Дорогая «негодница»
Текст: Вера Бройде
Фотография: из книги «» / Астрид Линдгрен и ее близкая подруга Эльса Олениус
Об истории одного побега в воспоминаниях Черстин Квинт, секретаря Астрид Линдгрен, и ее связи с речью писательницы, изменившей законодательство, — обозреватель Rara Avis Вера Бройде.

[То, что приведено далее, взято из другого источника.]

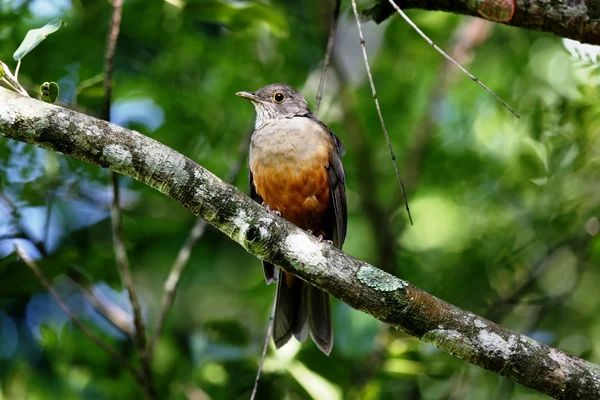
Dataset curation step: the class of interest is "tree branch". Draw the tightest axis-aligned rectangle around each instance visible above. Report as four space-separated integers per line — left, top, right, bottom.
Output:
1 88 599 399
365 0 600 45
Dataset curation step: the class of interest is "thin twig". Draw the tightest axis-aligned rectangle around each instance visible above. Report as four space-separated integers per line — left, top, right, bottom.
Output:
15 245 144 384
14 60 21 80
331 71 399 272
0 192 17 214
149 217 208 351
42 195 53 252
314 0 342 117
102 1 155 398
250 299 277 400
103 0 123 121
0 61 29 96
404 19 493 190
1 191 47 256
66 275 135 338
350 0 413 225
149 129 252 354
109 170 156 398
385 0 519 119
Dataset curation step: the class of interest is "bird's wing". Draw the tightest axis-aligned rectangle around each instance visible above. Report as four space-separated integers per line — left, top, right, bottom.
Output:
303 113 347 249
248 168 263 205
249 167 277 284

Их поймали в конце октября. На Центральном вокзале Стокгольма. Позвонили, естественно, Астрид. Астрид Линдгрен. Кому же ещё? Ну, во-первых — она «виновата». Хоть и косвенно, правда. Однако... если б только она не сказала, выступая во Франкфурте с речью, про законное право ребёнка «развиваться свободно как личность» — «без давления» и «без насилия», разве стали бы эти мальчишки прыгать в поезд до са́мого Гамбурга, а из Гамбурга — до Копенгагена, а из Дании ехать в Стокгольм? В общем, Астрид их в некотором роде... то ли «сбила с пути», то ли, может, напротив — «ненароком» направила к Дому? Она, правда, имела ввиду не Стокгольм — и, конечно, не собственный дом: 46, Далага́тан, район Васаста́н. Но звонок, что раздался в квартире, где жила, получившая Премию мира, объяснялся той самой причиной, по которой на Линдгрен не злились, даже если она нарушала — вот как эти мальчишки, к примеру, — установки известной системы. А она нарушала — бывало...
Квинт Ч. Астрид и я. 50 лет совместной работы 1952–2002 / Пер. со швед. К. Коваленко, Е. Коваленко. — М.: Black Sheep Books, 2022. — 128 с.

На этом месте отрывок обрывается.